On Earth, because the gravitational field has a small effect, this bending is minimal. Around a black hole, this deformation of space is very large. In this way, even if a part of the light emitted by a star blocked by a black hole will fall into the black hole and disappear, the other part of the light will bypass the black hole in the curved space and reach the earth. Therefore, we can effortlessly observe the starry sky behind the black hole as if the black hole does not exist. This is the invisibility of the black hole.
What’s more interesting is that not only the light emitted by some stars towards the earth can reach the earth directly, but the light emitted in other directions may also be refracted by the strong gravity of nearby black holes and reach the earth. In this way, we can not only see the "face" of the star, but also its sides and even its back at the same time!
"Black hole" is undoubtedly one of the most challenging and exciting astronomical theories of this century. Many scientists are working hard to unveil its mystery, and new theories are constantly being proposed. However, these latest results in contemporary astrophysics cannot be explained clearly in a few words here. Interested friends can refer to specialized works.

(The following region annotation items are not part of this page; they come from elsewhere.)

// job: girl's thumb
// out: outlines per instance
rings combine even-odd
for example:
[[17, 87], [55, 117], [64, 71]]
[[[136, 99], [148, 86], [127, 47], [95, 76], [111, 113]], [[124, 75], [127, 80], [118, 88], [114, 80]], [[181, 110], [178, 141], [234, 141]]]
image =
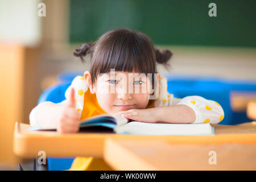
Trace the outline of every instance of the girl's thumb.
[[69, 98], [68, 100], [68, 106], [74, 108], [76, 106], [76, 101], [75, 99], [75, 89], [73, 88], [71, 88], [71, 90], [70, 92]]

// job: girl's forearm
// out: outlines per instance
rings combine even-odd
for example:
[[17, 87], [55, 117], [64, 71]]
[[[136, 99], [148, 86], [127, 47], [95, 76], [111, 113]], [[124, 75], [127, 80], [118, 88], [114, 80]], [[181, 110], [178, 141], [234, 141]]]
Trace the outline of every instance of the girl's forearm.
[[31, 124], [36, 124], [40, 127], [56, 127], [56, 121], [61, 112], [60, 105], [48, 102], [43, 103], [38, 105], [34, 110], [31, 111]]
[[185, 105], [150, 108], [158, 122], [171, 123], [191, 123], [196, 120], [196, 113]]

Based on composition, black holes can be divided into two major categories. One is a dark energy black hole, and the other is a physical black hole. Dark energy black holes are mainly composed of huge dark energy rotating at high speed, and there is no huge mass inside them. The huge dark energy rotates at a speed close to the speed of light, and a huge negative pressure is generated inside it to swallow objects, thus forming a black hole. For details, please see the "Cosmic Black Hole Theory". Dark energy black holes are the basis for the formation of galaxies, as well as the formation of star clusters and galaxy clusters. A physical black hole is formed by the collapse of one or more celestial bodies and has a huge mass. When the mass of a physical black hole is equal to or greater than the mass of a galaxy, we call it a singularity black hole. Dark energy black holes are very large and can be as large as the solar system. But the volume of a physical black hole is very small, and it can shrink to a singularity.
Black hole accretion
Black holes are usually discovered because they gather gas around them to produce radiation, a process called accretion. The efficiency of high-temperature gas radiating thermal energy will seriously affect the geometric and dynamic characteristics of the accretion flow. Thin disks with higher radiative efficiency and thick disks with lower radiative efficiency have been observed. As accreting gas approaches the central black hole, the radiation they produce is extremely sensitive to the black hole's rotation and the existence of an event horizon. Analysis of the luminosity and spectrum of accreting black holes provides strong evidence for the existence of rotating black holes and event horizons. Numerical simulations also show that the relativistic jets that often occur in accreting black holes are partly driven by the black hole's rotation.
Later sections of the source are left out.